JUST A FEW months ago, Juanita and Wessa loaded the van and drove to the Richard Childress Racing Museum in Welcome, North Carolina. Earnhardt’s car from 1998 is on display there, and Juanita lifted Wessa out of her chair so she could peer inside. She saw the harness and the switches and, also the pennies that visitors flip through the window onto the driver’s seat as a sort of 425-horsepower wishing well. She saw her penny, still stuck to the dashboard, just below the steering wheel.

„I thought it would have already fallen off,“ Wessa exclaimed, and Juanita shook her head and held her closer. Some glue is strong.

The Millers don’t take as many trips as they once did.

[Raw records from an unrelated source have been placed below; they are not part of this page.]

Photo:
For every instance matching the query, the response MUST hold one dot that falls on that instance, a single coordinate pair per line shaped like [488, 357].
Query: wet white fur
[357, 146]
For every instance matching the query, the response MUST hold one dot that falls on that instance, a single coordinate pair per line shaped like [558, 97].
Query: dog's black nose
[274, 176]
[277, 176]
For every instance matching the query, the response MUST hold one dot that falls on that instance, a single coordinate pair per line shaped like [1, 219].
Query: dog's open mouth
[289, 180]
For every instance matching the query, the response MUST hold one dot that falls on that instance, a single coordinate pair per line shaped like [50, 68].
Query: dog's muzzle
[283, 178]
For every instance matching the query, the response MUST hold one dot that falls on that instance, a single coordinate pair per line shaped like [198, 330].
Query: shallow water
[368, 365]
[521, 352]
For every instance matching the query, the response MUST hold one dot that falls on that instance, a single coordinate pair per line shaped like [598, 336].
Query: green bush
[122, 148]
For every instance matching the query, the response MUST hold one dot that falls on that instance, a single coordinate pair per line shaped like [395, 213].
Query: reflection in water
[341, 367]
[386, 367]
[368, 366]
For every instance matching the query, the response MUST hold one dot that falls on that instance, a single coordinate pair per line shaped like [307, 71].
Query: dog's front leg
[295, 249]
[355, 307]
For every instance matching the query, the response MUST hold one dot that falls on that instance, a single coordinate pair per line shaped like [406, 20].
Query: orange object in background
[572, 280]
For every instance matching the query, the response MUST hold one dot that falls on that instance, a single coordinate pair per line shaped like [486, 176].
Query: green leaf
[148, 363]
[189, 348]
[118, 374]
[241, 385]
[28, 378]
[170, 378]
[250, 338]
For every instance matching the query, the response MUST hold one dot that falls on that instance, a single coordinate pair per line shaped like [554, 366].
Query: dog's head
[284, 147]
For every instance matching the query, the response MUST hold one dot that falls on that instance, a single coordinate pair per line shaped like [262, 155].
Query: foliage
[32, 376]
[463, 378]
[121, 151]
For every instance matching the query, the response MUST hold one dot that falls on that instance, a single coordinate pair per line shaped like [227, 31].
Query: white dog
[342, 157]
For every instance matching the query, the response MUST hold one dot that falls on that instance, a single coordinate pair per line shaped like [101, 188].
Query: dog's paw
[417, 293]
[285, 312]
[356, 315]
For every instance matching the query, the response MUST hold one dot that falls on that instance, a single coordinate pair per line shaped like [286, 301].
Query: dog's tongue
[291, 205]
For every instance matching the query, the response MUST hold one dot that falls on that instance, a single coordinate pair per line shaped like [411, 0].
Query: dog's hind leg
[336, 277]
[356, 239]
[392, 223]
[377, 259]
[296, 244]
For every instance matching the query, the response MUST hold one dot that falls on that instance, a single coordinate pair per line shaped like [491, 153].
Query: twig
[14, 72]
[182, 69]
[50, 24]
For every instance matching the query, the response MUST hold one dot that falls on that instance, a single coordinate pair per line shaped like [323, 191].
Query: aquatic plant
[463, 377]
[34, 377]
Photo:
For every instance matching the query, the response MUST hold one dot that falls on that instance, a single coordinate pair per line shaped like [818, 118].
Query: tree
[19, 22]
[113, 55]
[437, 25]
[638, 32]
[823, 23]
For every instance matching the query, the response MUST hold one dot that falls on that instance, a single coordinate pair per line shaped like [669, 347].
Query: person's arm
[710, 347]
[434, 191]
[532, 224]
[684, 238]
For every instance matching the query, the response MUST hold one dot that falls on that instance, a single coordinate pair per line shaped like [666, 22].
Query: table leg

In addition to Wessa’s health demands, Booker retired from working in the coal mines after 47 years and is enduring constant lung issues, while Juanita came through her own thyroid cancer and now spends most of her days taking care of everyone else. She closed the store two years ago so she could help her mother, who has dementia.

Juanita relies on Wessa, who is devoted to Facebook and spends hours on her phone each day, to keep her updated on what’s going on in the world. Weather, war, politics — whatever comes across her feed. But when stories about production of the penny being stopped were all over the internet for a day, that news rippled differently. How could it not?

Dale is gone. David Poole is gone. The penny is nearly gone.

Wessa is still here.

She isn’t mad about what we all think about the penny. She gets it. She just sees it differently. When I told her I had a gift for her and offered her a penny that I had brought from home, her face lit up. She reached into her pocket.

„Pennies,“ Wessa whispered to me, „are the best thing ever,“ as she pushed one of her own into the palm of my hand.